In libreria cerco BIRDY di William Wharton - citato proprio dallo stesso Lanuzza che la definisce "una storia di un'assimilazione ornitologica coniugata con le metamorfosi e le simulazioni della schizofrenia". Pubblicato nel 1978, questo libro è introvabile. Invece vedo il film tratto dal libro, regia di Alain Parker, con un giovane Nicolas Cage, insolitamente bravo, e l'intenso Matthew Modine. La trama, in breve: è tanto grande la passione per gli uccelli che un giovane compie un definitivo transfert col suo canarino. Ricoverato in manicomio, il corpo retratto e accovacciato in un angolo della cella, il giovane mima l'atteggiamento dell'uccello e ha il viso sempre rivolto a un pezzetto di cielo che il finestrino incornicia. Se la follia è una fuga dal reale, la sua è una fuga "immobilizzata" in una figura di libertà e di volo, assolutamente muta…
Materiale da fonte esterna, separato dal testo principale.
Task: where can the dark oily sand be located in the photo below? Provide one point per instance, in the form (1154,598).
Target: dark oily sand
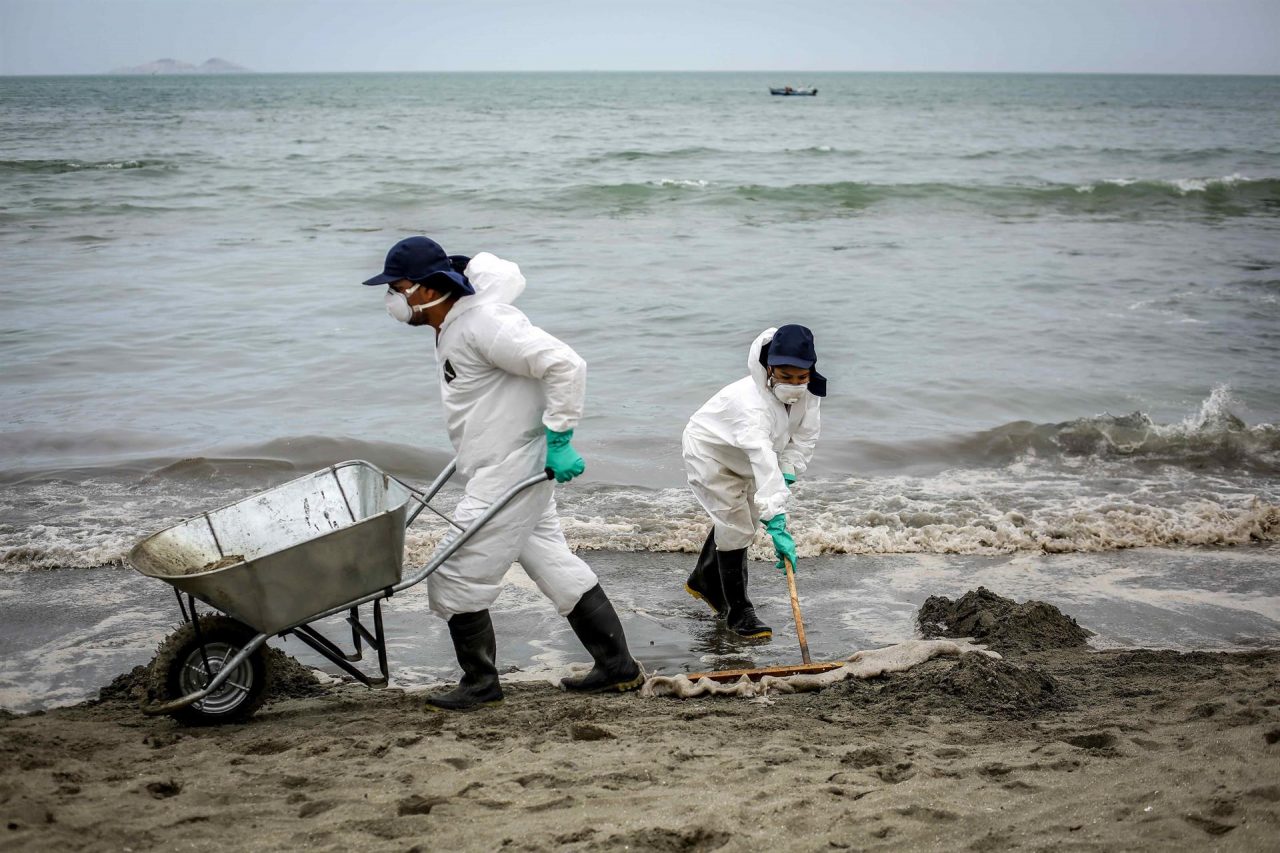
(981,684)
(1002,624)
(1066,748)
Dentro una magnifica gabbia in ferro battuto, appesa all'arco della porta della suggestiva Taberna El Patio andaluz, c'è un canario. Lo vedo, anche se è nascosto e immobile. Forse dorme, ormai abituato ai rumori e alle voci del ristorante. Non so se è canterino o no, se sia quindi maschio o femmina. Troppo difficile chiederlo ai camerieri indaffaratissimi, per lo più non sapendo una parola di spagnolo. Forse dovrei agitargli un fazzoletto bianco sotto gli occhi per stimolarlo a cantare come ho sentito dire nel documentario. Siamo a Cordoba. Ho cominciato dai cardilli napoletani - più o meno addolorati - e sono approdata a un canario andaluso. Tutti in gabbia. Ma ci fu mai un tempo che i cardellini si aggiravano più tra cielo e alberi che tra le sbarre?

"Cardellino mattutino
sovrano delle cime
guarda in che modo tanto triste
hanno ucciso Emiliano.

Ruscelletto impetuoso,
che ti disse quel garofano?
dice che il comandante non è morto
che Zapata tornerà".

È una canzone popolare messicana e ogni commento è superfluo.

E ancora questa, di Vitorino Nemésio, poeta portoghese delle Azzorre:

"O CANÀRIO DE ORO

Se lascio entrare questo canarino d'oro
che mi spia e becchetta
(io che sono le ossa, la gabbia
- debole canarino giallo!
Io, maestro come uno scolaretto…)
Allora sì: Canta. Resta.
[…]
Ah, è magari il mio sangue il canarino!"

Perché ne LO CUNTO DE LI CUNTI, Giovanbattista Basile, tra i tanti animali che popolano i suoi racconti, non accenna mai al cardillo? Un uccello non ancora approdato a Napoli? Eppure, nell'iconografia del XVII secolo, la sua immagine è ricorrente. Anche Hans Christian Andersen, due secoli dopo, non scrive fiabe di cardellini o canarini, ma di usignoli. E Andersen soffriva di umiliazioni, di complessi d'inferiorità, ritenendosi vittima della società del suo tempo. Viaggiò nel Sud - in Italia e Spagna - ma i cardellini o i canarini nulla hanno suggerito alla sua immaginazione. Forse perché gli usignoli cantano meglio? Di Andersen, a Malaga, esiste una piccola statua di bronzo nero seduta su una panchina e con l'aria di un corvo appollaiato. Perché il bronzo, per scolpire gli scrittori? Perché la scultura? Un altro esempio è Fernando Pessoa accomodato davanti al suo Caffè Brasileira a Lisbona e James Joyce a Dublino che però è in piedi. Un altro ancora è il nostro Leonardo Sciascia, a Recalmuto. Dentro al bronzo, anche gli scrittori sembrano uccelli in gabbia.